Seems as though a month ago, I was Beta-Chi
Never got high
Oh, I was a sorry guy
And now, I smile and face the girl that shares my name
Now I’m through with the game
This boy will never be the same. 

And again, the chorus we sing.

And even though we ain’t got money…
...And tell me everything’s gonna be alright

Pisces, Virgo rising is a very good sign
Strong and kind
And the little boy is mine
Now I see a family where there once was none
Now we’ve just begun
Yeah, we’re gonna fly to the sun

Again, the chorus.

And even though we ain’t got money…
...And tell me everything’s gonna be alright


Love the girl who holds the world in a paper cup
Drink it up, love her and she’ll bring you luck
And if you find she helps your mind, better take her home,
Don’t you live alone, 
Try to earn what lovers own

And we all sing the last chorus together.

And even though we ain’t got money
I’m so in love with ya honey
Everything will bring a chain of love
And in the morning when I rise
You bring a tear of joy to my eyes
And tell me everything’s gonna be alright. 

Dad brings tears of joy to our eyes. I continue.

They hope to live together until they are ancient elders with soft wrinkled skin, white hair and wisdom. They hope to seek and see both country and city; to meet, friend and cherish both beautiful spirited souls and spontaneous pals; and to experience both tremendous moments of joy and important moments of growth. They hope that when death arrives, it is benevolent and patient ---that when their bodies quit breathing, their hearts stop beating, death finds them ready with relief, with acceptance, not fear. I speak for everyone here when I say that we all hope time is generous to you, Patrick and Michelle, that you have many, many more mornings of meeting the sun together. 

Michelle, you choose Patrick. Patrick, you choose Michelle. And together you’ve chosen today, June 4, 2016, to put your love into rings and writing for everyone to see.

Please retrieve your rings!  

I, Michelle, take you, Patrick, for my lawful husband, to have and to hold, from this day forward, for better, for worse, for richer, for poorer, in sickness and health, until death do us part. 

I, Patrick, take you, Michelle, for my lawful wife, to have and to hold, from this day forward, for better, for worse, for richer, for poorer, in sickness and health, until death do us part. 

Michelle, do you? … I do! She says.

Patrick, do you? …Sure why not! He says

By the power vested in me by the state of Massachusetts (and the Internet), I now pronounce you, husband and wife. 

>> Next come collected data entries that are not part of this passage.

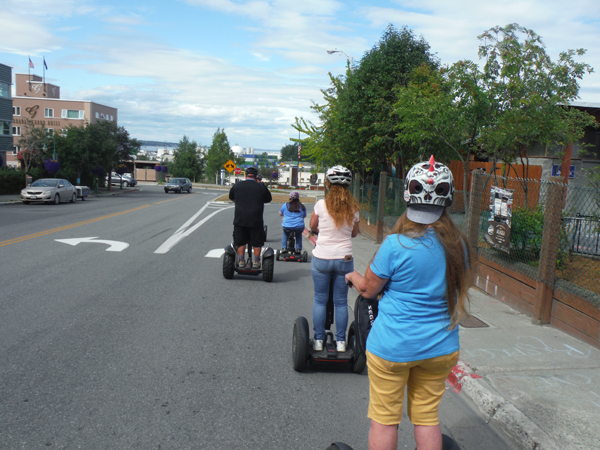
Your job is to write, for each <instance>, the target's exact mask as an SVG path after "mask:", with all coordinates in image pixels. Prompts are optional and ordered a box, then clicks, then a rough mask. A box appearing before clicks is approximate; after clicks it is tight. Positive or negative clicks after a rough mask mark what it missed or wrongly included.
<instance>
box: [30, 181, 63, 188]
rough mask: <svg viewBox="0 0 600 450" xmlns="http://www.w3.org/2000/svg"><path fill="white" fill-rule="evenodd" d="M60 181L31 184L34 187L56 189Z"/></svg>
mask: <svg viewBox="0 0 600 450" xmlns="http://www.w3.org/2000/svg"><path fill="white" fill-rule="evenodd" d="M57 184H58V180H35V181H34V182H33V183H31V186H32V187H56V185H57Z"/></svg>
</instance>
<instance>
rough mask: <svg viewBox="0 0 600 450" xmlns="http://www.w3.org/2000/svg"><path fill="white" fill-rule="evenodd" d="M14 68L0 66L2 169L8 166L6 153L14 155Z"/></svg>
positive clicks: (0, 121)
mask: <svg viewBox="0 0 600 450" xmlns="http://www.w3.org/2000/svg"><path fill="white" fill-rule="evenodd" d="M11 82H12V68H11V67H9V66H5V65H4V64H0V167H2V166H4V165H6V153H9V154H12V148H13V147H12V145H13V139H12V133H11V131H12V130H11V128H12V125H11V122H12V96H11V92H10V87H11V84H12V83H11Z"/></svg>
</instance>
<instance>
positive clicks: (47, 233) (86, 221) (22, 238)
mask: <svg viewBox="0 0 600 450" xmlns="http://www.w3.org/2000/svg"><path fill="white" fill-rule="evenodd" d="M186 197H187V196H186ZM186 197H178V198H172V199H169V200H163V201H160V202H156V203H151V204H149V205H144V206H138V207H137V208H133V209H128V210H127V211H121V212H118V213H114V214H109V215H108V216H102V217H96V218H95V219H90V220H86V221H84V222H78V223H74V224H71V225H64V226H62V227H58V228H52V229H51V230H46V231H40V232H38V233H33V234H29V235H27V236H21V237H18V238H14V239H9V240H8V241H3V242H0V247H4V246H6V245H11V244H16V243H18V242H23V241H27V240H29V239H33V238H36V237H40V236H46V235H48V234H52V233H56V232H58V231H64V230H68V229H70V228H75V227H80V226H81V225H87V224H90V223H94V222H98V221H100V220H104V219H110V218H111V217H116V216H120V215H121V214H127V213H130V212H134V211H139V210H140V209H144V208H147V207H148V206H152V205H160V204H162V203H166V202H172V201H174V200H181V199H183V198H186Z"/></svg>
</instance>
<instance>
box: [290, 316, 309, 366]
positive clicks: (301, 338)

As the world continues to frighten me, I retreat to these remembered moments where LOVE lives. Moments where I am reminded that it is LOVE that we all so desperately need. For LOVE saves, LOVE heals, LOVE connects, and LOVE creates us. Patrick and Michelle choose LOVE. They choose to unite legally, vocally, spiritually. My father sings with LOVE to his wife, his son and his son's wife, to and for us all --despite any fears that he'll forget the notes or the words to the song he's singing. After the ceremony, we all hug LOVE; laugh LOVE and kiss LOVE. It is LOVE that warms our throats and wrinkles our faces into smiles. It is LOVE and LOVE's partner, HOPE who whisper to us every morning, when we wake up, just what we need to hear, which is that, everything’s gonna be alright.